In the wake of last week’s tragic shooting at Michigan State University and due to this week’s inclement weather, the MSU Albertine Cinémathèque French Film Festival is being rescheduled for April. The new dates and times have yet to be determined. The College of Arts & Letters will announce the updated schedule once it is decided.
Assistant Professors Elizabeth Tuttle and Jena Whitaker in the Department of Romance and Classical Studies at Michigan State University received the Albertine Cinémathèque Festival grant, which is helping to fund the MSU Albertine Cinémathèque French Film Festival that will bring six contemporary and classic French films to MSU’s campus. Graduate student film fellows Laetitia Kokx, Hannah Olsen, and Vanessa Weller are helping to organize the on-campus events.
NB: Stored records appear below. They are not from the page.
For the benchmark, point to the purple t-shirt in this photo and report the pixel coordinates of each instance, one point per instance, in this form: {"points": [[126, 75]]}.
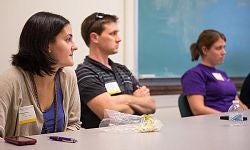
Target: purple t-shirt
{"points": [[213, 84]]}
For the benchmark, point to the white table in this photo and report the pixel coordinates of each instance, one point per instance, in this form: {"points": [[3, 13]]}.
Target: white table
{"points": [[194, 133]]}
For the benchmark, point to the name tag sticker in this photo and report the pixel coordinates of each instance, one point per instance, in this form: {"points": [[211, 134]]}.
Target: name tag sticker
{"points": [[27, 114], [112, 88], [218, 76]]}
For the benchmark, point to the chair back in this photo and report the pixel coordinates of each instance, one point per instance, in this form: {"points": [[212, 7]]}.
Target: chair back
{"points": [[184, 108]]}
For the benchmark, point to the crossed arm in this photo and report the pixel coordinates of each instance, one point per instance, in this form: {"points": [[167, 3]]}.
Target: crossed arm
{"points": [[198, 107], [140, 102]]}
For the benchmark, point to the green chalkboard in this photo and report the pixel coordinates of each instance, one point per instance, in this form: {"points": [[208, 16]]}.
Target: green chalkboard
{"points": [[166, 28]]}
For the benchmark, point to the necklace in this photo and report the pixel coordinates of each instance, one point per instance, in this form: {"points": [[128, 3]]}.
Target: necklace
{"points": [[39, 106]]}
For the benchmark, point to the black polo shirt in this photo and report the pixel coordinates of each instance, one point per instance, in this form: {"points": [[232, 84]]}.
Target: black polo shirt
{"points": [[92, 77]]}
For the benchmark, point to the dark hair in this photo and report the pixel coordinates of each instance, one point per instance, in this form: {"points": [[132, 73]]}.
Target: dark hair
{"points": [[94, 23], [207, 38], [40, 30]]}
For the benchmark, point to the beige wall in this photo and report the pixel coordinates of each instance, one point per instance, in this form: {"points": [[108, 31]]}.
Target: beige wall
{"points": [[14, 13]]}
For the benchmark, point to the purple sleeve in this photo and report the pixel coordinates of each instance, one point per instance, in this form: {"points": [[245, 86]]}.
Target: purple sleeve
{"points": [[193, 82]]}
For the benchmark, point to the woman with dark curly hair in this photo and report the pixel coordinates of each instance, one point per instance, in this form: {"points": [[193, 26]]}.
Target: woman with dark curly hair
{"points": [[39, 93]]}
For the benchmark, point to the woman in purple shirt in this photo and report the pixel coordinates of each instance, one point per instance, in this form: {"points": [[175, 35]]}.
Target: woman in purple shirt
{"points": [[208, 89]]}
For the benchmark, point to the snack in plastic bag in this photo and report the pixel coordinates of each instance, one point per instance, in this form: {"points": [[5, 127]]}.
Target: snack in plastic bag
{"points": [[117, 121], [148, 124]]}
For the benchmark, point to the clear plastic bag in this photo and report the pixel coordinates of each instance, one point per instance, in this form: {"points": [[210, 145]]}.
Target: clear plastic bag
{"points": [[121, 122]]}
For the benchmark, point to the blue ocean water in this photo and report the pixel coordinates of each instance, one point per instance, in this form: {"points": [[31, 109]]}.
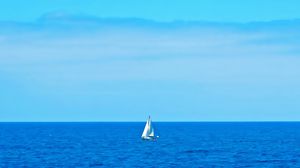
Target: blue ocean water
{"points": [[203, 144]]}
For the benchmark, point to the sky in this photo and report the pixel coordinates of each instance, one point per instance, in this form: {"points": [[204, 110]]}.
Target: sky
{"points": [[64, 60]]}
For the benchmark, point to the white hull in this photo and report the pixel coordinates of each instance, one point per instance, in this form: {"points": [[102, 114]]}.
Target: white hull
{"points": [[149, 138]]}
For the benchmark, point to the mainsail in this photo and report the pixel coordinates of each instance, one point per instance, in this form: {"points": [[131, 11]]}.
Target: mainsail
{"points": [[148, 132]]}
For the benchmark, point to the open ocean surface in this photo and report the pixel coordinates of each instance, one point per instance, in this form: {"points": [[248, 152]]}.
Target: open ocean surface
{"points": [[203, 144]]}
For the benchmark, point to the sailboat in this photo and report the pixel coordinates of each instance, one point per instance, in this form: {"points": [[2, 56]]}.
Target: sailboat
{"points": [[148, 133]]}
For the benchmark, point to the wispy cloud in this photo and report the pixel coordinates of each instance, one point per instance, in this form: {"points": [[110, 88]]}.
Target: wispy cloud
{"points": [[61, 55]]}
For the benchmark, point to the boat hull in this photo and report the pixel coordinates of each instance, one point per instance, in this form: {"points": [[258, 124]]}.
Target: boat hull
{"points": [[149, 138]]}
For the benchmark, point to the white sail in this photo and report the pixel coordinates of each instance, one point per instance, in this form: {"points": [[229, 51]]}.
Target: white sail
{"points": [[148, 132], [145, 132]]}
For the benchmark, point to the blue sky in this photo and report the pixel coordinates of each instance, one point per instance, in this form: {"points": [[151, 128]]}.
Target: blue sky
{"points": [[166, 10], [178, 61]]}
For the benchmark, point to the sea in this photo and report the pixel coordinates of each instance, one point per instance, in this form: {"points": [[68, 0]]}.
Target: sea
{"points": [[180, 144]]}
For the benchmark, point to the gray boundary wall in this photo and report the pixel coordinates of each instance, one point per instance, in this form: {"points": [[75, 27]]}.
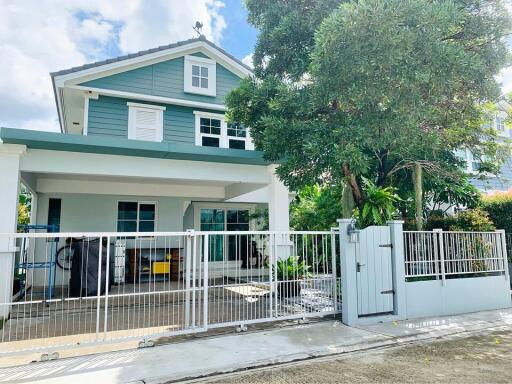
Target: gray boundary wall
{"points": [[413, 300], [456, 296]]}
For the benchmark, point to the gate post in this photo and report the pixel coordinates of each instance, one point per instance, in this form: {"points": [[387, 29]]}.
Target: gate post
{"points": [[398, 264], [349, 311]]}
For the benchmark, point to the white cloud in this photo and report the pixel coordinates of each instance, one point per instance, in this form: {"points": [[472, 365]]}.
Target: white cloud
{"points": [[505, 79], [247, 60], [41, 36]]}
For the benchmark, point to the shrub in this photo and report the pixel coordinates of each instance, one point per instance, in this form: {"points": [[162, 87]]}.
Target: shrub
{"points": [[499, 207], [468, 220]]}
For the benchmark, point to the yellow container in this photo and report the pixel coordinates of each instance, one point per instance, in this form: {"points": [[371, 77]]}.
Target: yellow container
{"points": [[160, 267]]}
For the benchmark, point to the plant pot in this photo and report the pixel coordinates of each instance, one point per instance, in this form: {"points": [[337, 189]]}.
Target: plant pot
{"points": [[287, 289], [510, 272]]}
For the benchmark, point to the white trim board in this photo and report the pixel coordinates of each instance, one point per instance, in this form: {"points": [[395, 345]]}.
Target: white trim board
{"points": [[148, 59], [156, 99], [78, 163]]}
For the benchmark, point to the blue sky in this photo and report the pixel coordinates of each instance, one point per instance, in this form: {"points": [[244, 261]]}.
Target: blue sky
{"points": [[240, 37], [42, 36]]}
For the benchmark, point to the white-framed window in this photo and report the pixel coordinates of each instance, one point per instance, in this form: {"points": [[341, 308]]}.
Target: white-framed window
{"points": [[499, 124], [473, 163], [136, 216], [145, 122], [212, 130], [200, 76]]}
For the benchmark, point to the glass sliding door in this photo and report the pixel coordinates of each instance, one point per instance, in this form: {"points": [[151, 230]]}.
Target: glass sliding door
{"points": [[220, 219], [238, 245], [214, 220]]}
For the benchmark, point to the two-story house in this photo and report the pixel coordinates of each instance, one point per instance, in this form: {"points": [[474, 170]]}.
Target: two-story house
{"points": [[502, 181], [144, 147]]}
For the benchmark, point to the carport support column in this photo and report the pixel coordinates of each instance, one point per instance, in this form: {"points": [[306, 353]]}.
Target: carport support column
{"points": [[348, 274], [9, 194], [278, 213], [396, 228]]}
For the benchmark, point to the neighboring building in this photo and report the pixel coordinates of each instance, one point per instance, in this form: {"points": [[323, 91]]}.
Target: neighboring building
{"points": [[144, 147], [503, 181]]}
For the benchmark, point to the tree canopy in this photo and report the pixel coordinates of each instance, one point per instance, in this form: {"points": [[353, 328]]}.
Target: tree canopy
{"points": [[347, 90]]}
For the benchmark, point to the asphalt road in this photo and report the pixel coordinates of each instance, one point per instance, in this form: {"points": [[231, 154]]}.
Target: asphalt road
{"points": [[482, 358]]}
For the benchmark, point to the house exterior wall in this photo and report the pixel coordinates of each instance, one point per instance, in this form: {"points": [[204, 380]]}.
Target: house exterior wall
{"points": [[98, 213], [108, 116], [165, 79], [502, 182]]}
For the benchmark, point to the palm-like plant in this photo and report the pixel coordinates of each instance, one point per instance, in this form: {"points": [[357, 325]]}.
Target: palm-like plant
{"points": [[379, 205], [291, 268]]}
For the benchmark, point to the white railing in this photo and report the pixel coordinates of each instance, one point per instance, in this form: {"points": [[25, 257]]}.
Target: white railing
{"points": [[449, 254], [80, 288]]}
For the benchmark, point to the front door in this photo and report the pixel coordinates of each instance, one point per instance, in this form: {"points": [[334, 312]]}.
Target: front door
{"points": [[374, 272]]}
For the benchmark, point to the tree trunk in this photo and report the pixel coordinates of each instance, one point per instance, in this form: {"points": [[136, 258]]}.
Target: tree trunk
{"points": [[347, 202], [418, 195], [356, 189]]}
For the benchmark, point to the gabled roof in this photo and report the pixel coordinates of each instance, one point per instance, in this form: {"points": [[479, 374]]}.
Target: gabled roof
{"points": [[146, 52], [69, 78]]}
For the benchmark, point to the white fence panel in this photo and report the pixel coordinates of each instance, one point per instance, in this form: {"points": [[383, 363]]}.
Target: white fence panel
{"points": [[450, 254]]}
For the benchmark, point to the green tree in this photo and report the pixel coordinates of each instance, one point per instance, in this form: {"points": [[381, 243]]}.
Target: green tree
{"points": [[24, 206], [375, 89], [316, 208]]}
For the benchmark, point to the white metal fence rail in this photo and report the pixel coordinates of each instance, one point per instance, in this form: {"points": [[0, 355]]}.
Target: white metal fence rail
{"points": [[78, 289], [448, 254]]}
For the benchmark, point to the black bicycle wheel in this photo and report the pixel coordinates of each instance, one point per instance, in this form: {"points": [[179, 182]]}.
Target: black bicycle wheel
{"points": [[65, 257]]}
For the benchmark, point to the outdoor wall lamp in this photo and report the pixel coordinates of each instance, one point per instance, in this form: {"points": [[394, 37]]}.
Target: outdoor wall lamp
{"points": [[353, 233]]}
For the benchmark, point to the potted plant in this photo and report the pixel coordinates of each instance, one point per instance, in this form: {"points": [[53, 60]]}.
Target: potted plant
{"points": [[288, 273]]}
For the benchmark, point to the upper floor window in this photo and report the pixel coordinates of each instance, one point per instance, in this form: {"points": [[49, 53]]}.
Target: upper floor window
{"points": [[200, 76], [145, 122], [212, 130], [499, 124]]}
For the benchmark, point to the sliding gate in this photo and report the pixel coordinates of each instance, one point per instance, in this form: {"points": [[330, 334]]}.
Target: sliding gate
{"points": [[161, 284]]}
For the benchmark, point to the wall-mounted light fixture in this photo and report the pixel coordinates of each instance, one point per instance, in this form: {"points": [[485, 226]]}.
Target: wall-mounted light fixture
{"points": [[353, 233]]}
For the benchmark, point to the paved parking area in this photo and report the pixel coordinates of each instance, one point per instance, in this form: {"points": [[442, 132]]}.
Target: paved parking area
{"points": [[482, 358]]}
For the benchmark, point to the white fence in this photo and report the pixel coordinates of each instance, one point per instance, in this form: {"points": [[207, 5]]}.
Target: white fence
{"points": [[448, 254], [77, 289]]}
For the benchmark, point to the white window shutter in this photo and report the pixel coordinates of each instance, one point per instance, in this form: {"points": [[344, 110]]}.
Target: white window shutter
{"points": [[145, 124]]}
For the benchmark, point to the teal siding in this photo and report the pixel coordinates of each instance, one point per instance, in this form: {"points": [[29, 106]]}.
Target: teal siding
{"points": [[165, 79], [108, 116], [502, 182]]}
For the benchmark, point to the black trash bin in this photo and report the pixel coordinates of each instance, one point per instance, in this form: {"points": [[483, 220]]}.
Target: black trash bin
{"points": [[83, 281]]}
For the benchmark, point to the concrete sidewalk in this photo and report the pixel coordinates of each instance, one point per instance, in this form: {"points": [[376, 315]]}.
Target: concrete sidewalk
{"points": [[228, 353]]}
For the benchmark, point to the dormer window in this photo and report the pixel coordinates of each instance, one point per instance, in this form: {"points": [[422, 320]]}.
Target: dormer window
{"points": [[145, 122], [200, 76], [499, 124]]}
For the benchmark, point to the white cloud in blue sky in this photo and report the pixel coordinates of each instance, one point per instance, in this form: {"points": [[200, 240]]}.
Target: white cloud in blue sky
{"points": [[41, 36]]}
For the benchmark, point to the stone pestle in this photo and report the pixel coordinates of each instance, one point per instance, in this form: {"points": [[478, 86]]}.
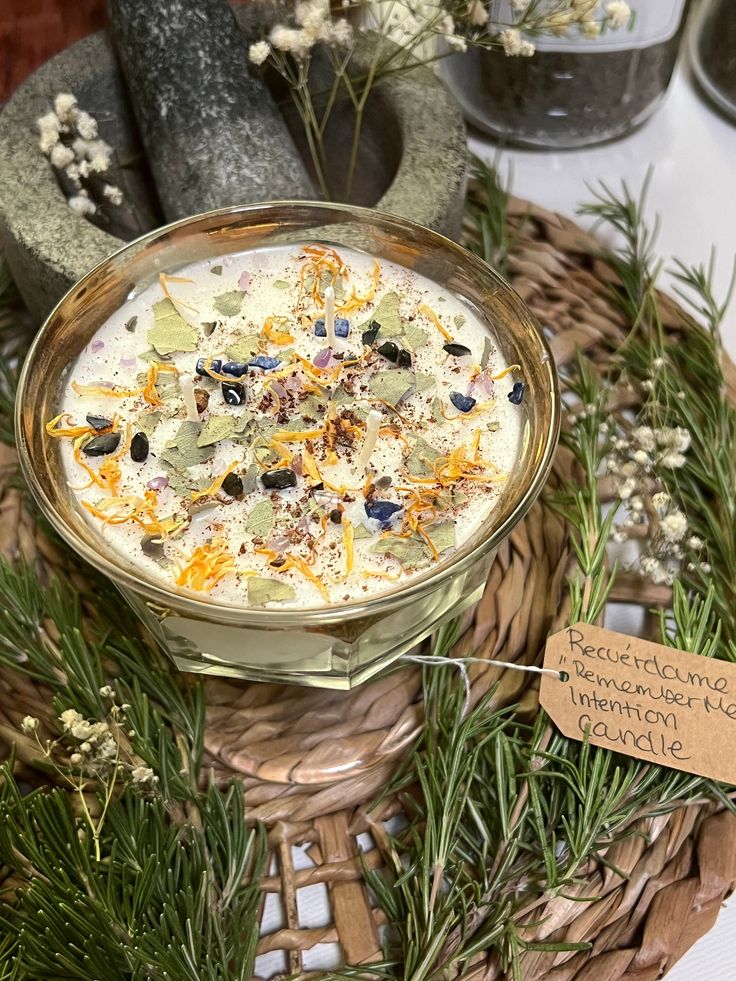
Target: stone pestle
{"points": [[212, 133]]}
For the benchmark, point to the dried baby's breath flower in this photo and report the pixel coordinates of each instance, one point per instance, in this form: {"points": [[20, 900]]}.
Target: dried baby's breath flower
{"points": [[477, 14], [259, 52], [674, 526], [618, 14], [514, 45]]}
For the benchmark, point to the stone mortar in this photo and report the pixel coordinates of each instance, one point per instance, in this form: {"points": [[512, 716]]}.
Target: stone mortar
{"points": [[49, 247]]}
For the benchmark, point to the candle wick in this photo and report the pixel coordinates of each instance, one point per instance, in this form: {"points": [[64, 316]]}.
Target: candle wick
{"points": [[371, 437]]}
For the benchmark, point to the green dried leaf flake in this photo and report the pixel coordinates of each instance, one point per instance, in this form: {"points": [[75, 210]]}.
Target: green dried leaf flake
{"points": [[410, 552], [260, 520], [442, 535], [391, 385], [170, 331], [250, 478], [422, 456], [182, 451], [229, 304], [262, 590], [244, 348], [387, 315], [216, 428]]}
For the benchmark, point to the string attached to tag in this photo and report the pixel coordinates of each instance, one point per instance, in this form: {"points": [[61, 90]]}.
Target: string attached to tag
{"points": [[461, 664]]}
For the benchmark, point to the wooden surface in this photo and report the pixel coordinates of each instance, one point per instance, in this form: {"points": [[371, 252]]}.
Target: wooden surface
{"points": [[32, 30]]}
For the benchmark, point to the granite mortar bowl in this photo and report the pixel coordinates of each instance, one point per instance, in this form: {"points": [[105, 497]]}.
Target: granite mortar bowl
{"points": [[331, 645], [414, 160]]}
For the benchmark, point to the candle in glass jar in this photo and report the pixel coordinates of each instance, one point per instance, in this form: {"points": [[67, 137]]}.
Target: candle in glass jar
{"points": [[218, 441]]}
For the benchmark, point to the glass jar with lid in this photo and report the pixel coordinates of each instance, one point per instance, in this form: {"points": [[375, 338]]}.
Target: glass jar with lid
{"points": [[574, 90]]}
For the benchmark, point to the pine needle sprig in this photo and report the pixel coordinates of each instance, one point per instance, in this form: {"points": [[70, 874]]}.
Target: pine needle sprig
{"points": [[531, 808], [168, 885]]}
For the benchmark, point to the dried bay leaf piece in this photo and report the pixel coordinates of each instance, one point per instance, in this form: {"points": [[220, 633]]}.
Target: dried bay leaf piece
{"points": [[260, 520], [262, 590], [216, 428], [183, 484], [229, 304], [182, 451], [410, 552], [244, 348], [391, 385], [422, 456], [170, 331], [250, 478]]}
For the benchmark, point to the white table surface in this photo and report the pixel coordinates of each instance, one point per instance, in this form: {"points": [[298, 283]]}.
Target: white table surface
{"points": [[693, 150]]}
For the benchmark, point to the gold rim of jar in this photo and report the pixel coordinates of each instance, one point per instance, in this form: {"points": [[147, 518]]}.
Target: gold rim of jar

Drs. Tuttle and Whitaker plan to make the film festival biennial to complement the existing Latinx and Italian Film Festivals offered by the Department of Romance and Classical Studies.
The theme for the 2023 festival is AMOUR/LOVE with each film exploring a different aspect of love: romantic, artistic, spiritual, sensual, and forbidden. The films that will be shown include:
- A Summer’s Tale (Un conte d’été) (1996) — In a seaside resort in Dinard on the coast of Brittany, amateur musician Gaspard (Melvil Poupaud) meets three women (Amanda Langlet, Gwenaëlle Simon, and Aurelia Nolin) who offer the possibility of romance, but Gaspard’s inability to commit to just one puts all of them in jeopardy.
- Benedetta (2021) — In the late 17th century, with plague ravaging the land, Benedetta Carlini joins the convent in Pescia, Tuscany, as a novice. Capable from an early age of performing miracles, Benedetta’s impact on life in the community is immediate and momentous.
- Bergman Island (2021) — A couple of American filmmakers, Chris (Vicky Krieps) and Tony (Tim Roth) retreat to the mythical Fårö island for the summer. In this wild, breathtaking landscape where Ingmar Bergman lived and shot his most celebrated pieces, they hope to find inspiration for their upcoming films.
- Last Year at Marienbad (L’annee dernière à Marienbad) (1961) — Through ambiguous flashbacks and disorientating shifts of time and location, this film explores the relationships among the characters in Kafkaesque fashion.
- A Tale of Love and Desire (Une histoire d’amour et du désir) (2021) — While discovering a collection of sensual and erotic Arab literature he never imagined existed, Ahmed falls head over heels in love with Farah, and although literally overwhelmed with desire, he will try to resist.
- The Story of a Three-Day Pass (La permission) (1967) — Channeling the brash exuberance of the French New Wave, Director Melvin Van Peebles creates an exploration of the psychology of an interracial relationship as well as a commentary on France’s contradictory attitudes about race that laid the foundation for the scorched-earth cinematic revolution he would unleash just a few years later with Sweet Sweetback’s Baadasssss Song.
Albertine Cinémathèque is a program of FACE Foundation and Villa Albertine, which aim to promote French-American cultural exchange in education and the arts. The Albertine Cinémathèque Festival Grant supports French film festivals on college campuses as part of a larger project championing French cinema.
MSU’s Albertine Cinémathèque French Film Festival also is supported by the Centre National du Cinema (CNC) and Fonds Culturel Franco-Americain (SACEM) and co-sponsored by the Department of Romance and Classical Studies; the College of Arts & Letters; MSU Libraries; the Center for European, Russian, and Eurasian Studies; and Film Studies at Michigan State University.